38. Have the upper hand

This phrase means to have control or an advantage in a particular situation. It suggests that one person or group has more power, influence, or resources than the other.

  • For example, in a negotiation, someone might say, “I have the upper hand because I know their bottom line.”
  • In a game of chess, one player might declare, “I have the upper hand with my strong position.”
  • A person discussing a conflict might say, “It’s important to strategize and gain the upper hand before making a move.”

39. Be in power

This phrase means to be in a position of control or authority. It suggests that an individual or group has the ability to make decisions, enforce rules, or influence others.

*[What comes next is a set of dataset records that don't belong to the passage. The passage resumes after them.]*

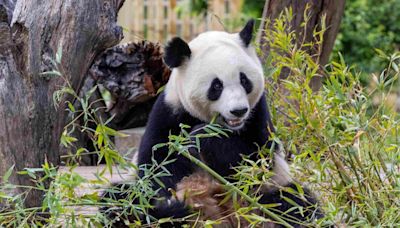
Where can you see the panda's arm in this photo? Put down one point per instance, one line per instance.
(163, 121)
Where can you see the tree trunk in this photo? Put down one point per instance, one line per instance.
(333, 9)
(30, 126)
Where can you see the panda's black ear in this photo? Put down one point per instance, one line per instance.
(247, 32)
(176, 51)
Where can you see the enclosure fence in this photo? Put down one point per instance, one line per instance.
(159, 20)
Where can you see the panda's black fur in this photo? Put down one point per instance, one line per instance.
(219, 153)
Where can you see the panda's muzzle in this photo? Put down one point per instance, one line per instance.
(234, 123)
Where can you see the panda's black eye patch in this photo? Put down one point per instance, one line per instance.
(246, 83)
(215, 90)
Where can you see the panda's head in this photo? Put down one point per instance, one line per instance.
(215, 73)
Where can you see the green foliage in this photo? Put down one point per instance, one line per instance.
(368, 25)
(344, 146)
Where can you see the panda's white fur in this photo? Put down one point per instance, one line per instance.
(222, 55)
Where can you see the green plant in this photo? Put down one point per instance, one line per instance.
(344, 146)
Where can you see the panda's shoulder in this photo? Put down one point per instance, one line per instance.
(164, 112)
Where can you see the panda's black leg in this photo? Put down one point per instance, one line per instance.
(297, 209)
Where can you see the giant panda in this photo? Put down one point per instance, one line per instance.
(217, 73)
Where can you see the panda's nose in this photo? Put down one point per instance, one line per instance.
(239, 112)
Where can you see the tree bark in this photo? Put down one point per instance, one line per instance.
(333, 9)
(30, 126)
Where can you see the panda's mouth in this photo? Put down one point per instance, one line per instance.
(234, 124)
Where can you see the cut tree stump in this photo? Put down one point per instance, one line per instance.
(30, 126)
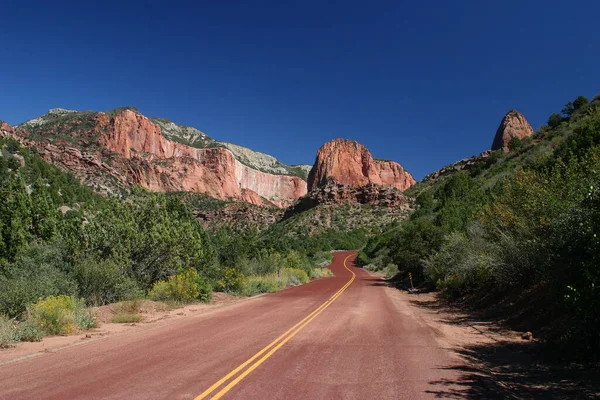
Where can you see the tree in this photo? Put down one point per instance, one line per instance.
(555, 120)
(515, 143)
(568, 110)
(580, 102)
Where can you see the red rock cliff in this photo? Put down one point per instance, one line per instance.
(141, 155)
(349, 162)
(174, 166)
(514, 124)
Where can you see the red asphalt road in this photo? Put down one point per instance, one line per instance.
(363, 346)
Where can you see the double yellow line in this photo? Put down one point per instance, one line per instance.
(272, 347)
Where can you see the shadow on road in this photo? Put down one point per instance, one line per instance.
(514, 370)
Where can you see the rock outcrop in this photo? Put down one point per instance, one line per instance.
(348, 162)
(334, 193)
(513, 125)
(131, 150)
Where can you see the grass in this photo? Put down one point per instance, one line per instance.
(7, 332)
(274, 282)
(124, 318)
(127, 312)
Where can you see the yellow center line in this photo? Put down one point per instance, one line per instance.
(284, 338)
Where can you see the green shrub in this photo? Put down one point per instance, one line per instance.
(124, 318)
(231, 282)
(36, 274)
(295, 276)
(320, 272)
(186, 287)
(103, 282)
(8, 332)
(60, 315)
(261, 284)
(28, 331)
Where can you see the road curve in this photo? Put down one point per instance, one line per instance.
(343, 337)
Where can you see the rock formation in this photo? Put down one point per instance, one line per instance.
(334, 193)
(513, 125)
(131, 150)
(348, 162)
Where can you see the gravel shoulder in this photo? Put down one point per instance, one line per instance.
(154, 314)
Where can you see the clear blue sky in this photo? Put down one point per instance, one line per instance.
(423, 83)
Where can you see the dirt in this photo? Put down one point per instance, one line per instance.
(154, 314)
(496, 362)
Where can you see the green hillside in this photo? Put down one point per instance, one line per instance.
(518, 229)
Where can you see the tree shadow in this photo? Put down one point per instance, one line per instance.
(518, 371)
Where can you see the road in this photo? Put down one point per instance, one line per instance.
(343, 337)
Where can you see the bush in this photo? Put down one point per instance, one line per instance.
(36, 274)
(8, 332)
(28, 331)
(231, 282)
(295, 276)
(261, 284)
(124, 318)
(103, 282)
(60, 315)
(320, 272)
(184, 288)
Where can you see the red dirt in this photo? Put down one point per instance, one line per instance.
(365, 345)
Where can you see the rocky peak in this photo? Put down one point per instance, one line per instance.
(513, 125)
(122, 148)
(349, 162)
(60, 111)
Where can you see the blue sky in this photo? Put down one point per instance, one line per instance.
(423, 83)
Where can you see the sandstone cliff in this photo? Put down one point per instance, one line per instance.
(513, 125)
(348, 162)
(131, 150)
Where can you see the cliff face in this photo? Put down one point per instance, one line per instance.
(131, 149)
(513, 125)
(350, 163)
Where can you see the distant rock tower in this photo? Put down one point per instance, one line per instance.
(514, 124)
(350, 163)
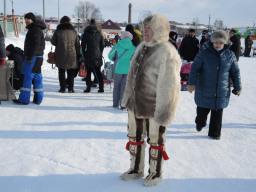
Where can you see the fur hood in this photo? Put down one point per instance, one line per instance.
(64, 26)
(161, 27)
(91, 28)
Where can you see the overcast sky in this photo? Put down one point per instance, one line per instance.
(234, 13)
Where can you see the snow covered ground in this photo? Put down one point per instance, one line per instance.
(75, 142)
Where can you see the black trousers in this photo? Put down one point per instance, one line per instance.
(70, 78)
(215, 120)
(98, 76)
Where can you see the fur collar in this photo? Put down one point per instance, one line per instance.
(91, 28)
(64, 26)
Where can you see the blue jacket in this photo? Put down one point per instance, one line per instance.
(123, 64)
(210, 73)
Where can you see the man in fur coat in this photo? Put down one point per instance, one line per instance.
(151, 97)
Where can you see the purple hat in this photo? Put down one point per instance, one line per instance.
(126, 34)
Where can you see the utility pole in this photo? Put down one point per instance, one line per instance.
(12, 8)
(43, 11)
(5, 20)
(209, 21)
(130, 14)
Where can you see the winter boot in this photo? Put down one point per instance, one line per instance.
(87, 90)
(137, 157)
(156, 157)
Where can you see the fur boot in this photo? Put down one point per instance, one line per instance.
(137, 158)
(155, 167)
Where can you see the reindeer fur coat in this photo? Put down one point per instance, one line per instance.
(153, 83)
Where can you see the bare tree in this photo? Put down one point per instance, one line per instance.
(144, 14)
(218, 24)
(86, 10)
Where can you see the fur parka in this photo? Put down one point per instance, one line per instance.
(153, 83)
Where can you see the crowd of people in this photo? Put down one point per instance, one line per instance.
(147, 64)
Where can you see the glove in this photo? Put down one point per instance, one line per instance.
(191, 88)
(238, 93)
(2, 61)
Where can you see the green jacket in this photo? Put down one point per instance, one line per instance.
(123, 64)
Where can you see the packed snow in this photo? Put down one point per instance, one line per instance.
(75, 142)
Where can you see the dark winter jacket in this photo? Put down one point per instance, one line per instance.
(67, 51)
(211, 72)
(34, 43)
(2, 44)
(189, 48)
(236, 46)
(248, 42)
(92, 46)
(17, 55)
(202, 41)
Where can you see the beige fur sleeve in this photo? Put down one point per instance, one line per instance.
(168, 87)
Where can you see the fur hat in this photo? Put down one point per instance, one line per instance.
(126, 34)
(65, 19)
(92, 22)
(30, 16)
(160, 26)
(10, 47)
(129, 28)
(219, 36)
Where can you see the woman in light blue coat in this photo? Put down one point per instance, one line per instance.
(121, 54)
(210, 77)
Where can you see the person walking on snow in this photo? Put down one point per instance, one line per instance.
(210, 75)
(67, 53)
(92, 48)
(31, 69)
(121, 54)
(151, 97)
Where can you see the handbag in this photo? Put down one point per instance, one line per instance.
(51, 58)
(82, 71)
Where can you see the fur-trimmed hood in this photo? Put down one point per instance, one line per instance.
(161, 27)
(64, 26)
(91, 28)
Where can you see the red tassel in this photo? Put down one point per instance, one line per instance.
(133, 143)
(165, 156)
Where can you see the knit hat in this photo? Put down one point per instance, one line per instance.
(10, 47)
(205, 32)
(126, 34)
(138, 27)
(30, 16)
(65, 19)
(129, 28)
(219, 36)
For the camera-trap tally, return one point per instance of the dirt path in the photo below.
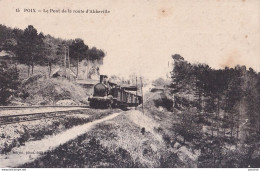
(33, 149)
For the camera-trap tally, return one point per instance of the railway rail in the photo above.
(25, 117)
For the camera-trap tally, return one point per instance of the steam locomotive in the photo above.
(110, 95)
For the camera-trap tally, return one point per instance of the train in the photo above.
(110, 95)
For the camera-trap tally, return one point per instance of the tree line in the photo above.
(33, 48)
(225, 100)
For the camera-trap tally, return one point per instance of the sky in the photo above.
(139, 36)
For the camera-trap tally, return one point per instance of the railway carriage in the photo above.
(107, 95)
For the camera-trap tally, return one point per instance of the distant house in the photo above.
(61, 72)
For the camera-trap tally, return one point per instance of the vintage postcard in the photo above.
(129, 84)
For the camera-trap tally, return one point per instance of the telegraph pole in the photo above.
(142, 94)
(65, 58)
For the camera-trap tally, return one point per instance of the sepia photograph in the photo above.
(129, 84)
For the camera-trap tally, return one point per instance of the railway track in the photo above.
(25, 117)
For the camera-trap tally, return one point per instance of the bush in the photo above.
(9, 82)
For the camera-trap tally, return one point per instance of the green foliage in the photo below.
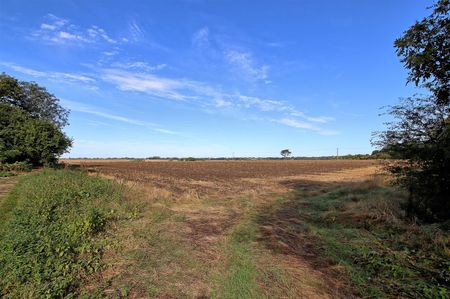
(361, 229)
(241, 278)
(425, 51)
(32, 98)
(23, 138)
(420, 132)
(51, 232)
(5, 174)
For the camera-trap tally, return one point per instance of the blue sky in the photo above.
(212, 78)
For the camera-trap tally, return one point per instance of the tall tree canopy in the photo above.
(34, 99)
(24, 138)
(425, 51)
(420, 132)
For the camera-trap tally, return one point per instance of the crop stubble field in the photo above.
(210, 178)
(191, 213)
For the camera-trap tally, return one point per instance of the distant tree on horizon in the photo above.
(285, 153)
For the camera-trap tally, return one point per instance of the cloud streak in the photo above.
(83, 108)
(54, 76)
(204, 95)
(56, 30)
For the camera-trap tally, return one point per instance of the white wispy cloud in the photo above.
(199, 94)
(136, 32)
(201, 37)
(243, 62)
(57, 30)
(204, 95)
(299, 124)
(150, 84)
(83, 108)
(54, 76)
(139, 65)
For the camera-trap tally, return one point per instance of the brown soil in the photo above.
(213, 196)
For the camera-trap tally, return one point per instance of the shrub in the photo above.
(52, 232)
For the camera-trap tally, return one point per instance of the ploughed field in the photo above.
(224, 178)
(219, 170)
(224, 229)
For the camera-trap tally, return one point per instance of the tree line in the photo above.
(31, 122)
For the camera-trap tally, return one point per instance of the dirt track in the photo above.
(196, 206)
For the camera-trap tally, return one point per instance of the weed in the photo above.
(361, 227)
(52, 237)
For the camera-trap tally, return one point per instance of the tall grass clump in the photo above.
(52, 232)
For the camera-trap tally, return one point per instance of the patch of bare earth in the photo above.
(175, 247)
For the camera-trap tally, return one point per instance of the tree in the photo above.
(24, 138)
(285, 153)
(34, 99)
(425, 51)
(420, 131)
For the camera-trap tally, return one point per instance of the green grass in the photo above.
(5, 174)
(240, 280)
(361, 229)
(52, 232)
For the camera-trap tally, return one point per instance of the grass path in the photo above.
(208, 248)
(6, 185)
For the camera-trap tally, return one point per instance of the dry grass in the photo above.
(182, 246)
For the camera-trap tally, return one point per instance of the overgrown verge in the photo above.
(359, 230)
(53, 232)
(12, 169)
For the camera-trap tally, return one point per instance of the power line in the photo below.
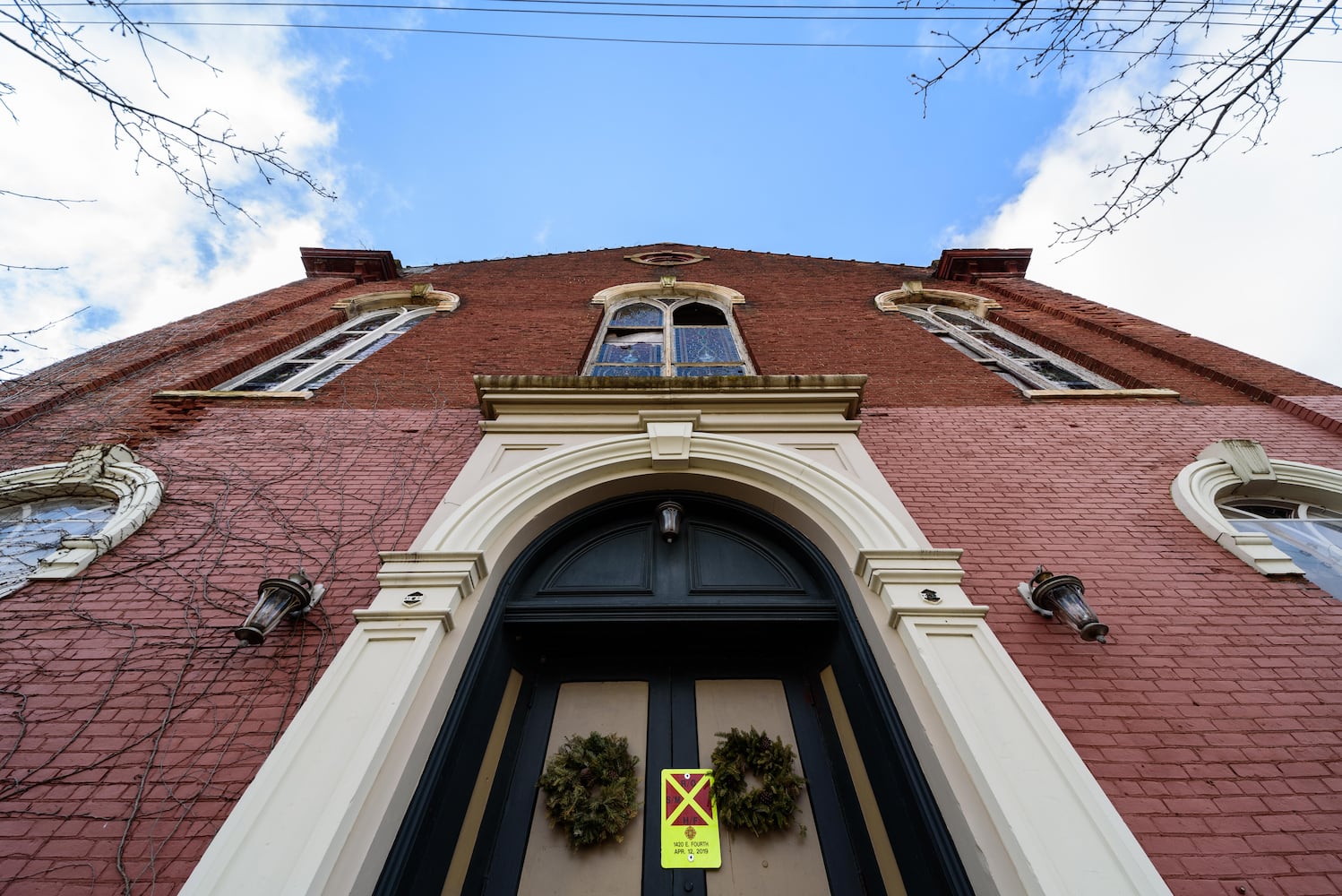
(1252, 13)
(666, 40)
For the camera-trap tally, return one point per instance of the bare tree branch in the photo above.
(188, 149)
(1217, 99)
(10, 357)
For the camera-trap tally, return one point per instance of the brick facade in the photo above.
(131, 722)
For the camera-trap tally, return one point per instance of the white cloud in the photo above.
(1244, 254)
(142, 253)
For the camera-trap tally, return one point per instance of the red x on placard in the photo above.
(689, 798)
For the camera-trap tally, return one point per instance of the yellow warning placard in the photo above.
(689, 820)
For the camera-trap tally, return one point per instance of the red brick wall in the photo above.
(131, 720)
(1213, 718)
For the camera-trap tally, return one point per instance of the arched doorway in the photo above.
(603, 624)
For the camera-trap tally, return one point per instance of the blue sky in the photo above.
(447, 146)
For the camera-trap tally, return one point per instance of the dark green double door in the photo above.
(606, 625)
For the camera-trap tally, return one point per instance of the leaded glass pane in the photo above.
(325, 375)
(709, 370)
(31, 530)
(631, 351)
(1061, 375)
(636, 315)
(934, 326)
(1314, 545)
(611, 370)
(973, 325)
(698, 314)
(1005, 346)
(371, 323)
(271, 380)
(333, 345)
(374, 346)
(705, 345)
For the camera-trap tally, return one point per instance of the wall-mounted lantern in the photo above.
(668, 520)
(278, 599)
(1063, 596)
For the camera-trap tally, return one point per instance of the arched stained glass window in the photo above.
(668, 337)
(31, 530)
(318, 361)
(1309, 534)
(1011, 357)
(58, 518)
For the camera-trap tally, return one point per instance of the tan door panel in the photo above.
(550, 866)
(786, 863)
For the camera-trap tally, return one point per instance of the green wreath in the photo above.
(592, 788)
(770, 806)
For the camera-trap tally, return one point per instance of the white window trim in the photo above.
(992, 357)
(1242, 466)
(913, 293)
(339, 358)
(105, 471)
(617, 297)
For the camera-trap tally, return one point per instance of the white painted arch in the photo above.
(320, 818)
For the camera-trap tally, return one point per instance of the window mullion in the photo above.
(341, 356)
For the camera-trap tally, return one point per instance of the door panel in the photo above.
(786, 863)
(671, 720)
(612, 628)
(550, 866)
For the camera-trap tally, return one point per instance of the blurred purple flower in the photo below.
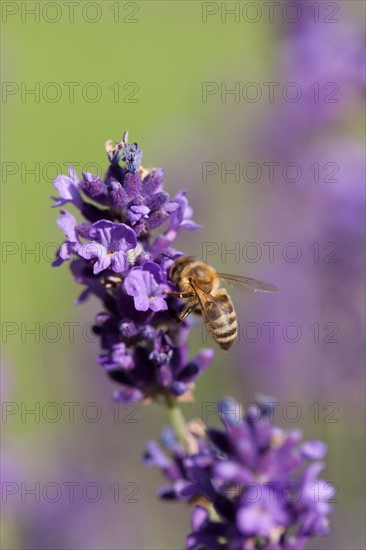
(257, 477)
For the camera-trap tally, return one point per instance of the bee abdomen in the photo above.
(223, 324)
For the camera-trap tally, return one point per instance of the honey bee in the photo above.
(199, 283)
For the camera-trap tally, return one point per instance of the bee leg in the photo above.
(180, 294)
(191, 307)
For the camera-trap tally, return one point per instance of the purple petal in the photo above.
(132, 184)
(119, 262)
(314, 449)
(67, 224)
(152, 182)
(128, 395)
(199, 517)
(91, 250)
(117, 195)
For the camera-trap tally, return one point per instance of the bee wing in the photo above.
(211, 308)
(247, 284)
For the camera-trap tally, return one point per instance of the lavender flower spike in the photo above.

  • For instance, in a government context, someone might say, “The ruling party is currently in power.”
  • In a discussion about a company, one might mention, “The CEO is in power and sets the direction for the organization.”
  • A person describing a dictator might say, “He seized power and ruled with an iron fist.”

40. Be in authority

This phrase means to be in a position of power or control. It suggests that an individual has the ability to make decisions, give orders, or enforce rules.

  • For example, in a classroom, someone might say, “The teacher is in authority and sets the rules.”
  • In a discussion about a military operation, one might mention, “The general is in authority and gives the commands.”
  • A person describing a police officer might say, “They are in authority and have the power to enforce the law.”